USDCAD plunged when Canadian inflation surged in July. Analysts were forecasting CPI to be unchanged from June’s result; instead, CPI rose 3.0%, year-on-year; core CPI rose 1.6% y/y. Traders noted that the headline 3.0% increase is the top of the Bank of Canada’s 1-3% inflation range. The data could improve the odds for a September 5 rate hike. Statistics Canada said that energy prices contributed the most to the data.
USDCAD losses may be limited due to the state of the Nafta renegotiations. Yesterday President Trump confirmed, “We’re not negotiating with Canada right now.” He added “I’m hopeful with Mexico and then I hope once we get one with Mexico that Canada will come along,”
Canadian officials have been mute on the issue only saying that they are in contact with the counterparties.

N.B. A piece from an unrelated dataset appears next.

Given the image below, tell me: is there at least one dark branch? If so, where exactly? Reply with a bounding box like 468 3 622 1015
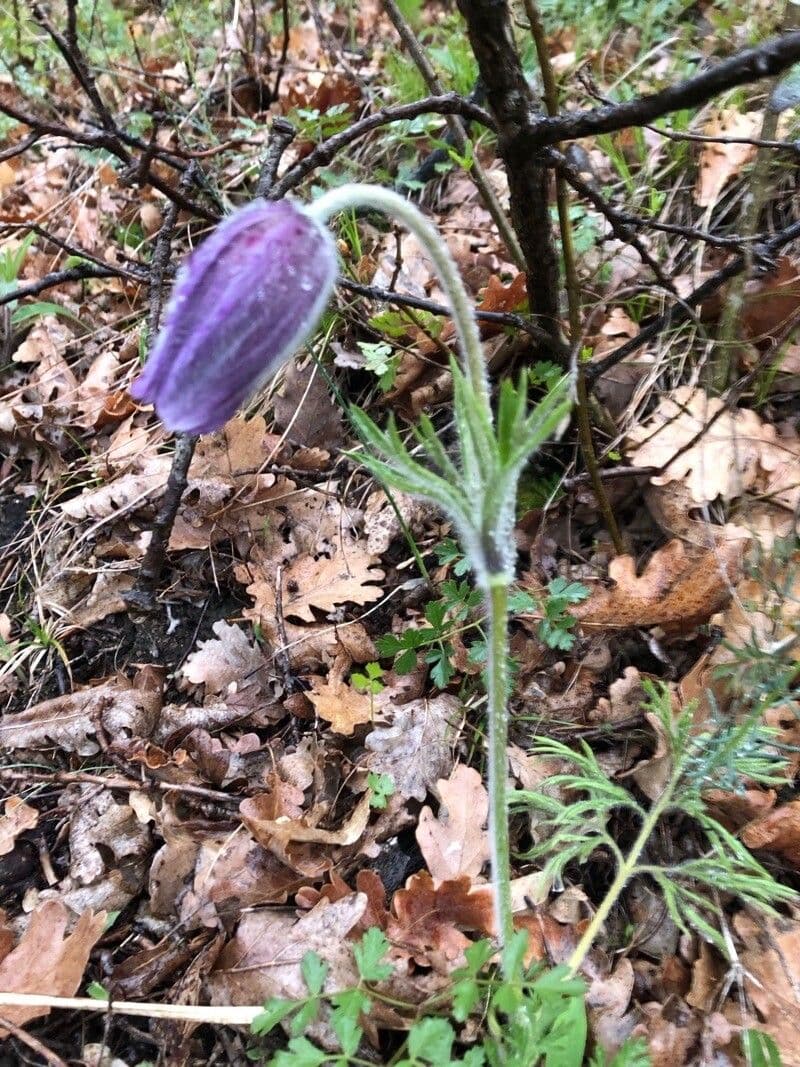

Wall Street opened flat, ignoring weakness in European bourses and fresh threats from the US administration against Turkey. That was yesterday’s news, but USDTRY did not react until just before the New York open.
The newly appointed Special Envoy to Iran said the US would put sanctions on any country importing Iranian oil. China gets most of its crude from Iran.
FX traders have ignored the latest threats and sold US dollars against the major G10 currencies since New York opened. The gains are modest, and they haven’t altered the underlying bullish US dollar trend. The US dollar index (USDX) uptrend from the middle of April is intact above 95.00. However, in the short term, there is room for correction. The latest USDX rally stalled at 96.84, a break below support in the 95.80 area is needed to suggest an extended correction.